ODE-based modeling of drug response in HER2-low breast cancer

Key question of the subproject is the identification and quantitative description of the mechanisms of action of different targeted therapeutics  employed to treat breast cancer with low to moderate expression levels of HER2 (ERBB2). To this end, biologically motivated mathematical models of the cell are designed to describe the interactions of receptors and signaling pathway proteins.

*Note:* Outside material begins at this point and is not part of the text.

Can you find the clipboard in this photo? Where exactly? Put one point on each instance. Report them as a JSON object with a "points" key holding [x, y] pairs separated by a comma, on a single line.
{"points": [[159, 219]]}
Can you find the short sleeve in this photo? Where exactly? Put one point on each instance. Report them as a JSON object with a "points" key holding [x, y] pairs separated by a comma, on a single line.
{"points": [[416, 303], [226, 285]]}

Our approach is based on dynamic modeling. A dynamic model describes the time evolution of a biological systems by differential equations. Those express loss and gain of the modeled protein concentrations. The formation of receptor dimers and the subsequent phosphorylation of intracellular proteins present fundamental processes, as shown in Fig. 1. Considering all possible interactions leads to a huge network of coupled differential equations. A key aspect of modeling is therefore the identification of biologica processes that are relevant for the given problem and and need to be included in  the model. Fig. 2 shows a model describing the mechanism of action of the therapeutic antibody trastuzumab clinically applied to treat HER2-high breast cancer.

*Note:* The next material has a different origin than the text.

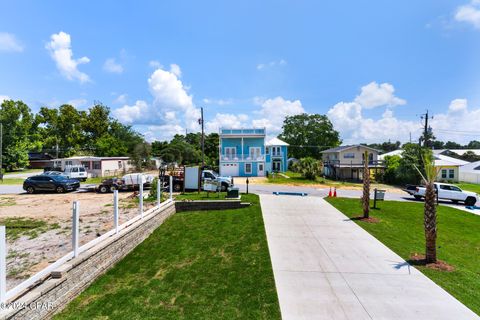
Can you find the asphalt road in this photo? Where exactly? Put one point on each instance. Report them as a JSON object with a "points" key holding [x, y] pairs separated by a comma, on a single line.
{"points": [[270, 188]]}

Fig. 1: Fundamental interactions. a) The  formation of a dimer x3 is proportional to the concentrations of the participating receptors x1 and x2. The concentrations of the monomeric receptors are thereby reduced by the corresponding quantity. b) Receptor dimers can further activate intracellular proteins. The transformation of the non-phosphorylated protein x4 into the phosphorylated protein x5 depends on the concentration of the x3 dimers.
Fig. 2: Model for the interactions of ERBB2 and EGFR  and the activation of PKC, RAS and cRAF proteins in HER2-high breast cancer cells. Trastuzumab binds to the extracellular domain of ERBB2 and inhibits its cleavage.   

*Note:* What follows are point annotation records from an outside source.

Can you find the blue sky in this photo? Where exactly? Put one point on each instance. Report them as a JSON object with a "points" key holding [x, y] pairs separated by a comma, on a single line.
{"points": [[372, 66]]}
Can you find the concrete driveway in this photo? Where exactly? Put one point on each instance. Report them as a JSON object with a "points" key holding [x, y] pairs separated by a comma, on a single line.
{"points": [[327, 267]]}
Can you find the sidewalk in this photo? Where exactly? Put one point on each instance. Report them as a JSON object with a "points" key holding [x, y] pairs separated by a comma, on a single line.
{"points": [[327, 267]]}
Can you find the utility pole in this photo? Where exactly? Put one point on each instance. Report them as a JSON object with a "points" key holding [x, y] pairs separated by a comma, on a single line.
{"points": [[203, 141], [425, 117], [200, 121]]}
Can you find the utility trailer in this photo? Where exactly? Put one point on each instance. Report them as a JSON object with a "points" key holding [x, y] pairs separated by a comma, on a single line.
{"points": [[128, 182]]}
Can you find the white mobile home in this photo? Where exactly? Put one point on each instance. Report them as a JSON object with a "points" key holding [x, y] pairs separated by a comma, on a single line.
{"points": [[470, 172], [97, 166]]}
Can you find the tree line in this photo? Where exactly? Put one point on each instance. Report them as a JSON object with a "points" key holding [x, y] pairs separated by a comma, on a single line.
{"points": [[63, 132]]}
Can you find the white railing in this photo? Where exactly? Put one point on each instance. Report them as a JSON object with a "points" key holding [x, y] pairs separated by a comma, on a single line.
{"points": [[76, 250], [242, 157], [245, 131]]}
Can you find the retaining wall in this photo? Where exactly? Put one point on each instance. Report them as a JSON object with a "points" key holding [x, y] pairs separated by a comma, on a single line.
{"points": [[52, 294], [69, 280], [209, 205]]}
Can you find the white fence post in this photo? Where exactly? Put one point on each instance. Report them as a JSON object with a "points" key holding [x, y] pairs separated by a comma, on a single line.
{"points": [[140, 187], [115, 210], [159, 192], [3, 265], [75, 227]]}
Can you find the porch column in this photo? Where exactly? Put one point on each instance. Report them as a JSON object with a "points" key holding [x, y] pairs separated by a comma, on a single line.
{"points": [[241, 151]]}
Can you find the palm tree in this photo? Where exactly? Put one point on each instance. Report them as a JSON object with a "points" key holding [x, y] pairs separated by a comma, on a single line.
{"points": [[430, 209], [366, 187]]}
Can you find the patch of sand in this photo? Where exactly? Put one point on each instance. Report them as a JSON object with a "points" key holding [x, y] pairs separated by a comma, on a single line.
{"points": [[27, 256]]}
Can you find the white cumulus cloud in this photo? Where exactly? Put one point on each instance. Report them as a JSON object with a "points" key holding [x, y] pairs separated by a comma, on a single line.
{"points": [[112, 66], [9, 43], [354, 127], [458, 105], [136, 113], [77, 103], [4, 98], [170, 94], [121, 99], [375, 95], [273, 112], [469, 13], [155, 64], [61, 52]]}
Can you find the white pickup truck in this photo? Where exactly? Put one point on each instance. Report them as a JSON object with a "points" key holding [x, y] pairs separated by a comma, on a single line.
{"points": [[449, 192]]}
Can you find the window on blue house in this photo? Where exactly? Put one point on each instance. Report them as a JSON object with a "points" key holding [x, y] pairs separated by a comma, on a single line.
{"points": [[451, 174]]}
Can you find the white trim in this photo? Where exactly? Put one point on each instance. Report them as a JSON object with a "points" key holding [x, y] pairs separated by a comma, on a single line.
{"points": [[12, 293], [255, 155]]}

The interaction terms contain reaction rates which are frequently unknown and need to be estimated from experimental data. The necessary data for this procedure are time-resolved measurements of protein concentrations as being provided by our experimental project partners. To determine those parameter values that give rise to an optimal fit between data and model prediction, an objective function is defined, the so-called log-likelihood. This function provides a measure for the concordance between model prediction and experimental data in such a way that the most likely parameter values are those that maximize the objective function. The parameter fit also allows to assess if the model is able to describe the data at all, like shown in Fig. 3, or if changes of the model are required.
In the frame of this project, established dynamic breast cancer models are extended to describe the mechanisms of action of additional drugs in various breast cancer cell lines. The insights gained in these systems help to formulate new strategies for optimizing the efficacy of breast cancer drugs.

Fig. 3: Data and model prediction for receptor and downstream phosphorylation in HER2-high breast cancer cells. The different dynamics of the control and trastuzumab-treated cells are correctly captured by the mathematical candidate model. Thus, the model could present a possible mechanistic explanation for the observed effects.